From the beautifully intense timbre of Mama Kin we are ready for Emily to tuck us in and drift off with her dreamy lyrics to the lullaby Field of Blue, written for her son. All is good now in the world. But there is no time to rest as we go to a fiery newly completed song led by Mama Kin – Diggers Town Hall, a family inspired song of loss, expressed with her fists and flailing arms, the only accompaniment Mann’s beautiful mandolin and Emily’s serene harmonies.

Back to Emily Lubitz’s raspy innocent vocals on Peach Tree another magical yet biographical song. When their lyrics are sung we understand every word, hungry for the next line until the clear haunting whistle of Dave Mann trails to silence.
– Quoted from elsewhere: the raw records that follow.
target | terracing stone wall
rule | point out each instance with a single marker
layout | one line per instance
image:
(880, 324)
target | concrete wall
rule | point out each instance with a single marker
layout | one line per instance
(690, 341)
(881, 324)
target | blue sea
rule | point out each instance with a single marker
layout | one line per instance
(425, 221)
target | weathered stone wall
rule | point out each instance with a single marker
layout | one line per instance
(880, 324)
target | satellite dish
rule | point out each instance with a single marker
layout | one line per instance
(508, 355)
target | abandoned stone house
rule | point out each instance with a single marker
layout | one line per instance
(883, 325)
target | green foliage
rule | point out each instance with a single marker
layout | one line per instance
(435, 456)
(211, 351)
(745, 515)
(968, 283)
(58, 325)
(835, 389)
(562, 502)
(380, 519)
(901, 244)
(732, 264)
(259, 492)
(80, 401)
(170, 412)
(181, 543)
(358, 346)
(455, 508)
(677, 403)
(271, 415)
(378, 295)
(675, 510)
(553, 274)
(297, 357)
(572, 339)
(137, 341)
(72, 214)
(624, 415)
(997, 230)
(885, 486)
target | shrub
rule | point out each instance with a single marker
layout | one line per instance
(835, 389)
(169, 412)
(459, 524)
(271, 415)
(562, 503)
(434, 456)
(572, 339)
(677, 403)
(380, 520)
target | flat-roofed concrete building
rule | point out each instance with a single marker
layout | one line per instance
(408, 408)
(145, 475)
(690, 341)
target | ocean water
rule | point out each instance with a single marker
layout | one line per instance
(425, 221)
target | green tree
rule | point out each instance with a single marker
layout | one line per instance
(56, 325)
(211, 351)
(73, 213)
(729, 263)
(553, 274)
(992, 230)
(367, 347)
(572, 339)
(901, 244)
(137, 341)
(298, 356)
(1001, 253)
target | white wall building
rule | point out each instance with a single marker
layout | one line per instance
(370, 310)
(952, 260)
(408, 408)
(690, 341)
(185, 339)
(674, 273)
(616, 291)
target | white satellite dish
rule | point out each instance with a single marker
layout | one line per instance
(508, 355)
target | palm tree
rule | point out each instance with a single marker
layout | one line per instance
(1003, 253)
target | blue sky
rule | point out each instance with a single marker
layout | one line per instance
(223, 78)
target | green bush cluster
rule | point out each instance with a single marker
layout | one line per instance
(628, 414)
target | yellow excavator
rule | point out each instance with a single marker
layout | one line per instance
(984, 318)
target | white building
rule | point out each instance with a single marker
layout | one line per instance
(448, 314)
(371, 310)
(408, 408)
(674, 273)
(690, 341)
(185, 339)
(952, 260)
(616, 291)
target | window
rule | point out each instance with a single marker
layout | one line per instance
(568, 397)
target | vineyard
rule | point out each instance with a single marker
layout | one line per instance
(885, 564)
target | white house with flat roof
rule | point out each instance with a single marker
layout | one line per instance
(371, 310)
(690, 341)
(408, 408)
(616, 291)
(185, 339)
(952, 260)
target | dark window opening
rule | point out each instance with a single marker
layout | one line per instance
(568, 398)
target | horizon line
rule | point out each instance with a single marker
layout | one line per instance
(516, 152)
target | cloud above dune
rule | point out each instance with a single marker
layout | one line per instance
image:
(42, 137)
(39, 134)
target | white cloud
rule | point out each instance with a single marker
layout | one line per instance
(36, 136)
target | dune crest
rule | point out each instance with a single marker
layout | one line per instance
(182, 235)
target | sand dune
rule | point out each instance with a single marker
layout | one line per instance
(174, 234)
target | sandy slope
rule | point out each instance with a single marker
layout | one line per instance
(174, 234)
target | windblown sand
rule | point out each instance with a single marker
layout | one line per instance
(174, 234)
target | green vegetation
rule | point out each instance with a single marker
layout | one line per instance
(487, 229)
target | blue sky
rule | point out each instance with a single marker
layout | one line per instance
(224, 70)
Likening their self-deprecating humour to Missy Higgins we laugh at their take on encores –the Two Thieves describing them as “hide and seek for adults!” Their sartorial styling captures us all too. Lipstick red lips and ruffle sleeved flower printed dresses, complete with Americana cowboy boots – we love it all and promise ourselves to dress as stylishly next time.

Where Emily weaves the magical and the mystical, Mama Kin wears her heart on her sleeve, and without hesitation we add their signed album to the collection knowing this music will soothe any of those intense life moments.